Un autre facteur négatif de la part des Syriens et des dirigeants syriens est qu’ils ont pensé qu’Idlib, bien qu’il soit sous le contrôle des terroristes de Hayat Tahrir Al-Sham (interdit en Russie), ne représentait aucune menace, qu’ils y bouillaient dans leur propre jus, qu’ils avaient un long chemin à parcourir jusqu’à Alep, et qu’ils ne nous menaçaient pas. C’est une autre erreur stratégique, et nous voyons ce que nous voyons.
D’une manière générale, tout ce qui s’est passé n’est certainement pas la faute des troupes russes ou du Hezbollah. C’est avant tout la faute des hauts dirigeants syriens et de l’armée syrienne.
Quelle est la principale leçon à tirer de ces événements ?

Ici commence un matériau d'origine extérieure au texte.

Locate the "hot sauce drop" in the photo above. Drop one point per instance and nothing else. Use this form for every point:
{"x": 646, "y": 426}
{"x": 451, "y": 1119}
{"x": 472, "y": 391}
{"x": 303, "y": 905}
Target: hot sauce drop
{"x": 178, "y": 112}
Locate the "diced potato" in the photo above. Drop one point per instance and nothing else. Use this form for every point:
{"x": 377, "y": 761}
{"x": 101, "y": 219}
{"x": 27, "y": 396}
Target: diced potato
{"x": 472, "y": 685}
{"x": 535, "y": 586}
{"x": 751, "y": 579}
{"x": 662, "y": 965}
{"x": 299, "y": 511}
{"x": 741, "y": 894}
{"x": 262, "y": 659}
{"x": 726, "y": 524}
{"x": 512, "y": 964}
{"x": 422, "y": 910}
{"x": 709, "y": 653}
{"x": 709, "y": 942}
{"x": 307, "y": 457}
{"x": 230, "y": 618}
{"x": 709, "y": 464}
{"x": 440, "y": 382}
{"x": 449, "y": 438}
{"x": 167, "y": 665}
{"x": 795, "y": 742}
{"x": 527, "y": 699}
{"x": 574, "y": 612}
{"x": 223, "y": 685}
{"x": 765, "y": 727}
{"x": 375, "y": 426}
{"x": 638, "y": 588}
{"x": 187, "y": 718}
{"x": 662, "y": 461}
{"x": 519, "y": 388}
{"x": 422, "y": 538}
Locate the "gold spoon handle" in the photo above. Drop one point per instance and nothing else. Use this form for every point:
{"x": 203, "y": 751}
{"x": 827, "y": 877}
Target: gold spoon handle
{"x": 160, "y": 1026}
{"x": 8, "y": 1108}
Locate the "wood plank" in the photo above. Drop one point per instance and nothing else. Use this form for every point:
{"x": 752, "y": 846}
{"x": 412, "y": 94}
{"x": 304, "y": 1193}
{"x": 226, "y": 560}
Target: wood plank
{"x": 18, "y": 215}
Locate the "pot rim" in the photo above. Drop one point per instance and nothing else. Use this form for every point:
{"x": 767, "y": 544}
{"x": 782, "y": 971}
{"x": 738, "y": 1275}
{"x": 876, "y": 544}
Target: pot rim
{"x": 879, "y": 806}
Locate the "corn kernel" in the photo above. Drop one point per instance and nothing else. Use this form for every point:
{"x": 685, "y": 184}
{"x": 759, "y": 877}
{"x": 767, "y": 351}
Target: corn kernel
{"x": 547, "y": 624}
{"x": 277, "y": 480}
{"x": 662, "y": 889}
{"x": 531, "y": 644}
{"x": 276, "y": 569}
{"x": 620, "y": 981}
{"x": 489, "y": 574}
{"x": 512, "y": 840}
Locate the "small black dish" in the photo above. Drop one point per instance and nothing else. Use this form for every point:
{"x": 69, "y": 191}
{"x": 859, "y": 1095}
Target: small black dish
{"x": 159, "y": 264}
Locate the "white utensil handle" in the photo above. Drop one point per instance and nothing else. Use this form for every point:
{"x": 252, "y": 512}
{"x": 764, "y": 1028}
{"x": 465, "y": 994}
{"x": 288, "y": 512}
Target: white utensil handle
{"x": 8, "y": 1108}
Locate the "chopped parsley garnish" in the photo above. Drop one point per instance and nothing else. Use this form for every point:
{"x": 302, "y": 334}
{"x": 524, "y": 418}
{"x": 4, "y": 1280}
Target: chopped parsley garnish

- Cette attaque, une attaque puissante avec le soutien de la Turquie, est une violation complète des accords d’Astana de 2020. Tout est traversé par cette attaque. Il montre une fois de plus que vous ne pouvez pas laisser sur votre territoire les foyers de terrorisme et les zones d’influence des pays qui soutiennent les terroristes. On ne peut pas conclure des accords de paix avec des terroristes et leurs commanditaires, cela mène au désastre. Même si l’armée syrienne était forte, ils frapperaient quand même. C’est donc une bombe à retardement.
Par conséquent, tout accord qui reposerait sur l’abandon de foyers terroristes, sur des zones d’exclusion aérienne ou sur des zones dans lesquelles les autorités légitimes n’ont pas le droit de pénétrer est une bombe à retardement. Les événements syriens l’ont démontré une fois de plus. Pas de traité : les terroristes ne sont vaincus que lorsqu’ils sont morts. Tout le reste n’est qu’une menace potentielle.